855.3
Intersections Between Western and Indian Childhood Discourses

Thursday, July 17, 2014: 10:54 AM
Room: Booth 64
Oral Presentation
Mariam JOHN MEYNERT , Center for Education, Department of Sociology, Lund University, Lund, Sweden
This paper presents one of the chapters in my Phil.lic dissertation on Conceptualising Childhood, Indian children as a social category are neither homogeneous nor monolithic. “Childhood” in Indian discourses represent “shifting set of ideas” developed over a period of time, and across different sub-cultures. In this paper I develop the intersections between childhood discourses in India and the West in order to show that childhood discourses (located in the West) documented in this study are getting percolated into Indian discourses due to globalization of childhood discourses, even as there are protests about childhood discourses being Eurocentric. In both the West and in India plurality of childhoods have been acknowledged in discourses on Childhood.
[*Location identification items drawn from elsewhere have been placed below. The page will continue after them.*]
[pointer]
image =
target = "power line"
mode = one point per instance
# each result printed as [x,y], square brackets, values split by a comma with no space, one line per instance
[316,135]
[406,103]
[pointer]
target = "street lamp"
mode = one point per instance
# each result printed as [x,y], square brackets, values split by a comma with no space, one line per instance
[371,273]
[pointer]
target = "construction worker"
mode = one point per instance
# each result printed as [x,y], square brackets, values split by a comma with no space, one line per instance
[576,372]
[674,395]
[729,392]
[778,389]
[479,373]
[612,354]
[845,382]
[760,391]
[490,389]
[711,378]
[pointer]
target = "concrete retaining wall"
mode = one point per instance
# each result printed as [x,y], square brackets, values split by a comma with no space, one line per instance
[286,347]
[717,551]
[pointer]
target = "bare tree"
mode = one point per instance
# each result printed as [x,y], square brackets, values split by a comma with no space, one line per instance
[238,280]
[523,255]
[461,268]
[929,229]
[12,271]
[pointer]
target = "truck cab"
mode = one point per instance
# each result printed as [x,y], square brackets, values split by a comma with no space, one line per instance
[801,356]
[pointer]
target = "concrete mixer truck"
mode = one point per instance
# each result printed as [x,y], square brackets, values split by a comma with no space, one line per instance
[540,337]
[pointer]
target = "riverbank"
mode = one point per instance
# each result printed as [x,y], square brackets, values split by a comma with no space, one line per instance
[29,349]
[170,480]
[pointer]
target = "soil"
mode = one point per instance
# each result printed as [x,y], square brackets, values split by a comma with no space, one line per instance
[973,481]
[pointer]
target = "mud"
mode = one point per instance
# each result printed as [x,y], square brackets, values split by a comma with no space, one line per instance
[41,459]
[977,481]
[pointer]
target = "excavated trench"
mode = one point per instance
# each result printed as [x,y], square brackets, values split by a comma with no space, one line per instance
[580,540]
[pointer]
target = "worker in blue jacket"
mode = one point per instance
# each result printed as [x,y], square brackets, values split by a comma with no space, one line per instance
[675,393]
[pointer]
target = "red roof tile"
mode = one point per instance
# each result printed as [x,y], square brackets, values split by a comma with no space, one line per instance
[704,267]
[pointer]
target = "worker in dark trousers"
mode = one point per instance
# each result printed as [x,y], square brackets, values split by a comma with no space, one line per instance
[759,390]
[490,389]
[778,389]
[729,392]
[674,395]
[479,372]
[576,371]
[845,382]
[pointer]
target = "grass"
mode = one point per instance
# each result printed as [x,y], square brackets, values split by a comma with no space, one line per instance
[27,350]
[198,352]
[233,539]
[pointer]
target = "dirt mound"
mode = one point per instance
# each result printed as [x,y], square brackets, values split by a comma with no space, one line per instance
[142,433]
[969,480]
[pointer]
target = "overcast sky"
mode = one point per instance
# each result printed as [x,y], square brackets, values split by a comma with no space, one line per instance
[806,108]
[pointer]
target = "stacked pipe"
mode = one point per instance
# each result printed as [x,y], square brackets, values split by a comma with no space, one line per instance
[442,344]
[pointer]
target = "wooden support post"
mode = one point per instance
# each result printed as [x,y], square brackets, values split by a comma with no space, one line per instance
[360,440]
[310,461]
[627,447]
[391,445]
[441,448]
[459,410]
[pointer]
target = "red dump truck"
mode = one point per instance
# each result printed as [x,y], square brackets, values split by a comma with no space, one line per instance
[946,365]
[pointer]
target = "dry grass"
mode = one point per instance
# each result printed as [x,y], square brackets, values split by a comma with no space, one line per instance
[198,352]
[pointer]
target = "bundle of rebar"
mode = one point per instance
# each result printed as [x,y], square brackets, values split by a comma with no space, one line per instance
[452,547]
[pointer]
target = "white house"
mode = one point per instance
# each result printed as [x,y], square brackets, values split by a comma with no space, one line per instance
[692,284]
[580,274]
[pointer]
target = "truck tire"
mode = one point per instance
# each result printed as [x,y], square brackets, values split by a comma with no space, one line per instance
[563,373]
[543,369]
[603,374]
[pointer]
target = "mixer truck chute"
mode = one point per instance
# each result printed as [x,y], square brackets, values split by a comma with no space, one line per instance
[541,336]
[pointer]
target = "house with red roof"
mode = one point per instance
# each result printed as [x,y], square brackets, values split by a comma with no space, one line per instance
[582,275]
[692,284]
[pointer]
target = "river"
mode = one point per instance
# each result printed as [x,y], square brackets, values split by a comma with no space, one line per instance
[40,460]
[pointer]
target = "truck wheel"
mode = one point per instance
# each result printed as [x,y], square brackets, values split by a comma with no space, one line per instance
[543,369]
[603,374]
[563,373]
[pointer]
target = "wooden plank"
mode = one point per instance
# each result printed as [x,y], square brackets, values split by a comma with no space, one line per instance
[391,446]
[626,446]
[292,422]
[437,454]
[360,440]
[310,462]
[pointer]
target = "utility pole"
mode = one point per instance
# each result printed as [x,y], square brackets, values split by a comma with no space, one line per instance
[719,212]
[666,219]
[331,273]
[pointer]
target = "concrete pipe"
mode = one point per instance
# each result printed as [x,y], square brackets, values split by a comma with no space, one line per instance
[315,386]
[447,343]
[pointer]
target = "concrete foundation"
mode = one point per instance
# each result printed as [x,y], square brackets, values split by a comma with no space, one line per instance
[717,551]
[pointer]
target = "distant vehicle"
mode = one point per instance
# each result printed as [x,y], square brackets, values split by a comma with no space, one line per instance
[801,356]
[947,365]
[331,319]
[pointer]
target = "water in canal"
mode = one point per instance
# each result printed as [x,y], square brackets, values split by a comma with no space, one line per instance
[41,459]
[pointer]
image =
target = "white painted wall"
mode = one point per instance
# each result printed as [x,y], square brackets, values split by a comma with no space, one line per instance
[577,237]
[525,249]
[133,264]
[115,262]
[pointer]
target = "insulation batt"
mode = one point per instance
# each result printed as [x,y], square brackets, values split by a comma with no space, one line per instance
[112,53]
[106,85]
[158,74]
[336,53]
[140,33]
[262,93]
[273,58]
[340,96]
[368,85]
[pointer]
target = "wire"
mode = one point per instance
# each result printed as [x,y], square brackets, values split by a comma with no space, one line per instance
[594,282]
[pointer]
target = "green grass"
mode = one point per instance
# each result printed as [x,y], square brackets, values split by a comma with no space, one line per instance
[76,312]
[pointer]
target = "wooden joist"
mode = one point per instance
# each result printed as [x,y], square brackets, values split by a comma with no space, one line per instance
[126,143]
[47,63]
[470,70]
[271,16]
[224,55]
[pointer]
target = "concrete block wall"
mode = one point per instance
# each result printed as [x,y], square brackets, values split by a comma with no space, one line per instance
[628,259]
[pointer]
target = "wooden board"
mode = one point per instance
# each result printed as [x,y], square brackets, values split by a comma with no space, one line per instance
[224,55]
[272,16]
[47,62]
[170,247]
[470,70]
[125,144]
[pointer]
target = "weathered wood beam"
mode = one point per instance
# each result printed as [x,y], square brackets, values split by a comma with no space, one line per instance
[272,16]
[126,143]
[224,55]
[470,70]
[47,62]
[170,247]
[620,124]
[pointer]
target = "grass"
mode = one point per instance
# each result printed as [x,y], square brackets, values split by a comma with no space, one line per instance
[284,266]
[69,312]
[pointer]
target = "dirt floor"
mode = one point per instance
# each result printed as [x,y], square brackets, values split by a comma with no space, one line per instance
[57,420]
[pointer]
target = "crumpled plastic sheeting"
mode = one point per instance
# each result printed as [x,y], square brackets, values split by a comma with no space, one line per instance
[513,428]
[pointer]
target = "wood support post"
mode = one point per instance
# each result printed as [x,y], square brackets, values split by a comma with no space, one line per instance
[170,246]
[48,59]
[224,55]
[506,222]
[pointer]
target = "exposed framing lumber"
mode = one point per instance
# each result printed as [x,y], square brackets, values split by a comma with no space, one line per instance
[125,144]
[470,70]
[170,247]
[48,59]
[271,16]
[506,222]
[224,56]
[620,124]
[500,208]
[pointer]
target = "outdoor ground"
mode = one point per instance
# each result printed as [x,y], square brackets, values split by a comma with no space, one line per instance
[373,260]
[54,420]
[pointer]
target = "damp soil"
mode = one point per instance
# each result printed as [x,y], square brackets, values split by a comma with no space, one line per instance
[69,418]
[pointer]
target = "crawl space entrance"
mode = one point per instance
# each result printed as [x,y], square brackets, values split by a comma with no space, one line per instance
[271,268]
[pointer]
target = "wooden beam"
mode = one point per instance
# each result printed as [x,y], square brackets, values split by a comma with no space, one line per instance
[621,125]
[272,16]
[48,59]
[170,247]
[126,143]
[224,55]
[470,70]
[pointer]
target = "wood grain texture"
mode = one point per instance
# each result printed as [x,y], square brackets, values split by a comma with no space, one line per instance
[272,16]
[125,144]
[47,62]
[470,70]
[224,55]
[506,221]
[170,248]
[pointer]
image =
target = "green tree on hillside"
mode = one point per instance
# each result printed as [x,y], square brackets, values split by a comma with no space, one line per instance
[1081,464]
Indian sociological studies document multiplicity of childhoods which in turn depends on varying factors such as region, religion, caste, social class, gender, family structure, etc. What emerges from the study of texts on the subject, is that both India and the West children have been marginalization in sociological discourses on children until now. There is a perceived emergent decrease in patriarchal control of children by adults, with adult-child relations becoming more democratic and participatory, manifested in greater negotiation of control by children. The “Century of the Child” notable for the United Nations Convention on the Rights of the Child (1989) and the new Sociology of Childhood has brought children into the arena of International politics and academic debates in both the North and the South.